残された課題として、(1) 3プロテオームサブタイプの多施設・多民族外部コホートでの独立検証、(2) AURKB・AKT1等のサブタイプ特異的キナーゼ阻害薬の前臨床・臨床有効性評価、(3) EGFR変異型LUAD特異的薬物標的10候補の治療応用展開、(4) 変異タンパク質バリアント29種の標的可能性の詳細評価、(5) mRNA-蛋白発現解離の分子機構解明が今後の検討として挙げられる。また本研究は103例という比較的小規模コホートに限定されており (limitation)、データ取得時点の技術的制約もある。本研究の4層マルチオミクスリソースは中国人LUADにおける精密医療推進の包括的分子基盤を提供し、future research に向けた重要な出発点となる。
方法
プロテオームおよびリン酸化プロテオーム解析: 治療未施行中国人LUAD患者103例の腫瘍・NAT (non-adjacent tissue) ペアを対象に、CNHPP (Chinese Human Proteome Project) 基準のラベルフリー定量LC-MS/MS (液体クロマトグラフィー-タンデム質量分析法、Orbitrap Fusion、MaxQuant v1.6.5.0、タンパク質・ペプチドレベル各1% FDR、iBAQ [intensity-based absolute quantification] で定量) を全103ペアで実施した。
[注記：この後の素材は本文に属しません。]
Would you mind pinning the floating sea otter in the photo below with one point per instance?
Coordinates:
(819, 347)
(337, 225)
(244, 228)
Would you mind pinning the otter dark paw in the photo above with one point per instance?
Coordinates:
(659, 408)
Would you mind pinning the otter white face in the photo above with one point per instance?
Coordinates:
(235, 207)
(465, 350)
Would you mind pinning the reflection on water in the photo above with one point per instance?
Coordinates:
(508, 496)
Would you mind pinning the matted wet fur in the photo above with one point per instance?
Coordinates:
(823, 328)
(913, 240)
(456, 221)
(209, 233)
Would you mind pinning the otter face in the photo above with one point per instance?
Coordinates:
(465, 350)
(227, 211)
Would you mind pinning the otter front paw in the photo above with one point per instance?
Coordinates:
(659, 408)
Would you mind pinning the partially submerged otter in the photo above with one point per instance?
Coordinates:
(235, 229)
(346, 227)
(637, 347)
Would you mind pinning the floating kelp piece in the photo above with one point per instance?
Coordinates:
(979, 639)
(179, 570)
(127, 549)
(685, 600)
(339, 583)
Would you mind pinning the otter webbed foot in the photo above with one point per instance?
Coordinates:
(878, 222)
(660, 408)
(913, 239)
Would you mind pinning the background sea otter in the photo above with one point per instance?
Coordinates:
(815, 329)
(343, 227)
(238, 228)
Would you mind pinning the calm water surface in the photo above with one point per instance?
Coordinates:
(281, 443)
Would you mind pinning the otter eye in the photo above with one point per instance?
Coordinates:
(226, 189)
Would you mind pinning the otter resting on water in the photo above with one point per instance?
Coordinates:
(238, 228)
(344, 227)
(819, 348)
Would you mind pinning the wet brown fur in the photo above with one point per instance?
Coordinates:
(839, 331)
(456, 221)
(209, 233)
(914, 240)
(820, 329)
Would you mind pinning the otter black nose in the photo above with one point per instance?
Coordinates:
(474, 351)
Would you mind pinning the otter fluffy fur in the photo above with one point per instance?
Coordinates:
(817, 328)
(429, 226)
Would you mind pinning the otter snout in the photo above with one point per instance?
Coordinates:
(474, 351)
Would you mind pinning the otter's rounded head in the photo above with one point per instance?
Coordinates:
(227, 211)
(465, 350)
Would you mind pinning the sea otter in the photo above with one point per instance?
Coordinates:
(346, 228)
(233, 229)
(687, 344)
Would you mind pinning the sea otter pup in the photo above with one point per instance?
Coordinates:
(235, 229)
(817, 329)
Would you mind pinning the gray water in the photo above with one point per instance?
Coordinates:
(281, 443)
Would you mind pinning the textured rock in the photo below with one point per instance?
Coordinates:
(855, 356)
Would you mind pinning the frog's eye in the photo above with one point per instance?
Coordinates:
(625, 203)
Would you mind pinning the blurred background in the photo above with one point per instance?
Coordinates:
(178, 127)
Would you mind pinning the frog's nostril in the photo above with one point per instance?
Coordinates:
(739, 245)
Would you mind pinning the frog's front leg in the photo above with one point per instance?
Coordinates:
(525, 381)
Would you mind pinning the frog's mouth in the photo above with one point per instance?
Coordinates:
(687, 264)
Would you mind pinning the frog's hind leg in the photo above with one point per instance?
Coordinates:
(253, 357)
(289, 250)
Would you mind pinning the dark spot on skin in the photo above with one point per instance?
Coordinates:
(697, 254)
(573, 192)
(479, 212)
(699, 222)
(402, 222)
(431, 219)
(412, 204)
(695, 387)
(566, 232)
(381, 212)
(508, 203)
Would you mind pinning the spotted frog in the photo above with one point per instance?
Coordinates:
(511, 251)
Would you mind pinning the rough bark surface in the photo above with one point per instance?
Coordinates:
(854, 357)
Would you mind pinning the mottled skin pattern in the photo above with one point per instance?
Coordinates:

リン酸化プロテオームの解析には、TiO2エンリッチメント法を用い79ペアで実施し、局在化確率≥75%のリン酸化サイトのみを採用した。
ゲノム・トランスクリプトーム解析: WES (whole-exome sequencing、Agilent SureSelect Human All Exon V6) を全103ペアで実施し、BWA-MEM/GATK 3.7/Mutect2パイプラインにより体細胞SNV (single-nucleotide variant)・インデル・CNA (copy number alteration、体細胞コピー数変異) を同定した。RNA-seq (51腫瘍・49 NAT、Illumina HiSeq 150 bp paired-end) はHISAT2 v2.0.4/StringTie v1.3.4dでアライメント・定量し、FPKM (Fragments Per Kilobase of transcript per Million mapped reads)>1を発現と定義し16,188遺伝子を抽出した。変異シグネチャ解析にはdeconstructSigs v1.8.0を用い30種のCOSMICシグネチャを解析した。
統計・バイオインフォマティクス解析: 腫瘍-NAT間の差次発現はWilcoxon符号順位検定 (BH法補正、FDR<0.05) を用いT/N>2またはT/N<0.5で発現変動と定義した。プロテオームサブタイプ同定にはConsensusClusterPlus v1.48.0 (k-means法・Euclidean距離・n=1,000リサンプリング・サンプル80%部分抽出) を使用し、上位25%変動蛋白1,567個をインプットとした。経路解析にはGSEA (遺伝子セット富化解析、Hallmark/KEGG/GO遺伝子セット、FDR<0.05) を適用。予後解析はKaplan-Meier法・log-rank検定で実施。CNA-発現相関はSpearman相関係数で算出 (FDR<0.05)。リン酸化キナーゼ活性推定にはKSEA (Kinase Substrate Enrichment Analysis) を使用し、PhosphoSite・Phospho.ELM (Eukaryotic Linear Motif database)・PhosphoPOINTのキナーゼ-基質情報を参照した。共発現モジュールはWGCNA (Weighted Gene Co-expression Network Analysis) で同定した。
HSP90β検証コホート: 705例のLUAD患者と282例の健常者の血漿HSP90β濃度をELISA (USCN社キット) で測定し、499例で生存解析を実施した (中央追跡期間48ヶ月)。
薬物感受性解析: タネスピマイシン (17-AAG、HSP90阻害薬) のIC50データはCCLE (Cancer Cell Line Encyclopedia) データベースから取得した。解析対象にはLUAD細胞株 (A549・H1299・HCC827等)・LUSC細胞株・SCLC細胞株を含み、各がん種の中央IC50値を比較した。